The 38 Huawei affiliates that now are part of the Entity List include Huawei Cloud Computing Technology, Huawei Cloud Singapore, Huawei Cloud France, and Huawei Cloud Russia. BIS said these had been added to the list because they "present a significant risk" of acting on Huawei's behalf "contrary to [the US] national security or foreign policy interests".
"There is reasonable cause to believe that Huawei, otherwise, would seek to use them to evade the restrictions imposed by the Entity List," the bureau said, adding that the new measures would prevent Huawei from obtaining electronic components developed or produced by foreign companies using US technology.
US Commerce Secretary Wilbur Ross said: "Huawei and its foreign affiliates have extended their efforts to obtain advanced semiconductors developed or produced from US software and technology in order to fulfil the policy objectives of the Chinese Communist Party... This multi-pronged action demonstrates our continuing commitment to impede Huawei's ability to do so."

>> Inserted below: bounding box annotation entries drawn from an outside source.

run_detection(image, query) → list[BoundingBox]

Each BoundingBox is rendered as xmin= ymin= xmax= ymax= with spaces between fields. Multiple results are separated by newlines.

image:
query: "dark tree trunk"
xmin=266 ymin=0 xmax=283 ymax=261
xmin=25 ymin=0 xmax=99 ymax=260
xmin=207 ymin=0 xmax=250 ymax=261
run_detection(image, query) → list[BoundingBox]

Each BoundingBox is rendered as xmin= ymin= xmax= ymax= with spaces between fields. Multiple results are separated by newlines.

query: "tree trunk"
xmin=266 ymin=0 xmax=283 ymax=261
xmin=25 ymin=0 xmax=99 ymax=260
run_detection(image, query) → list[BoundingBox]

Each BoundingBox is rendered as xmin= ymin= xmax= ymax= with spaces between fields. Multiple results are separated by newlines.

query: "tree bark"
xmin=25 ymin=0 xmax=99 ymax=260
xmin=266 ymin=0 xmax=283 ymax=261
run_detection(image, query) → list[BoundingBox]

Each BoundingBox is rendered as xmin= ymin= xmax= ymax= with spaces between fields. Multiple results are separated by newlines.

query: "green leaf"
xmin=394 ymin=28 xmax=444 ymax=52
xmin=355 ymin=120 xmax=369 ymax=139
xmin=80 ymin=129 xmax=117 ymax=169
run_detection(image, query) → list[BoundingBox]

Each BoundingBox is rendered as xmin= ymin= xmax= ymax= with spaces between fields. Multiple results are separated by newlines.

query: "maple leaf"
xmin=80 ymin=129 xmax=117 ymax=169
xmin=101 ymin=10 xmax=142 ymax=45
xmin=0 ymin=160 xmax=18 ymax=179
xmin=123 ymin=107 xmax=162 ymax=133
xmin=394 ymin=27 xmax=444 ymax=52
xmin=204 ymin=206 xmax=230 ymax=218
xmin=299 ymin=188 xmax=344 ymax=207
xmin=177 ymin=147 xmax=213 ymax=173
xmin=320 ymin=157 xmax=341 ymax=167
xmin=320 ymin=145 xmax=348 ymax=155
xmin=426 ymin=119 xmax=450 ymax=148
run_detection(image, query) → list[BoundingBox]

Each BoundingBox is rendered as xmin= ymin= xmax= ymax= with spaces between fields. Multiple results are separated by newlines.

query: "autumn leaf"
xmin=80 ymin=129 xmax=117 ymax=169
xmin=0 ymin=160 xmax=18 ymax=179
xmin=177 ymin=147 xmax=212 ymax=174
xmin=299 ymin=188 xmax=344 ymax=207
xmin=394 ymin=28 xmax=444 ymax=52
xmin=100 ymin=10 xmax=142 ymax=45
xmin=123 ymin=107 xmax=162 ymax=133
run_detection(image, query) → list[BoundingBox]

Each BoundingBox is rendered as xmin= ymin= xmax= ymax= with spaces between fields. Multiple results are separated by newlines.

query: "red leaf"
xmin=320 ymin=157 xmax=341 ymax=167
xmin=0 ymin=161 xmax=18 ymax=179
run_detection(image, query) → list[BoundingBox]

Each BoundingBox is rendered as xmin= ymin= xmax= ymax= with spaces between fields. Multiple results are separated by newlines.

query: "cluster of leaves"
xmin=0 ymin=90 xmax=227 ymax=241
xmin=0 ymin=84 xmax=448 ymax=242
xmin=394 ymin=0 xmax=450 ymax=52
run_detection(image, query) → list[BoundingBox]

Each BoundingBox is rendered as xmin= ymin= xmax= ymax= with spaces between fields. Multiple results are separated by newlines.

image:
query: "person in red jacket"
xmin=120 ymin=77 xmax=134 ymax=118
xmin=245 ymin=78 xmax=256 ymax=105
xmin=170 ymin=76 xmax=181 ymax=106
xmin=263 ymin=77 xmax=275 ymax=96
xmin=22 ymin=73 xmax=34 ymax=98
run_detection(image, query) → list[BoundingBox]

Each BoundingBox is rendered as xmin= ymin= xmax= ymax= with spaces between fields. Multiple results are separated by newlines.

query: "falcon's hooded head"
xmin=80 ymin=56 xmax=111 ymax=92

The US government last month introduced visa restrictions on certain employees of Chinese technology vendors, specifically Huawei, that provided "material support to regimes engaging in human rights abuses globally."
Huawei had described the US government's export restrictions as efforts to stem foreign competition and said such moves would undermine the trust international companies had in US technology and supply chains. It also warned that the Chinese government likely would roll out countermeasures if the US continued to impose trade sanctions on the networking equipment vendor.
The US government's trade restrictions had prompted Huawei to increase its research and development investment by 30% as well as invest in reengineering its products. This had led to redesigns of more than 1,800 boards and rewrites of some 16 million lines of its software codes, according to the Chinese company, which added that it sought out alternative sources for many of its materials.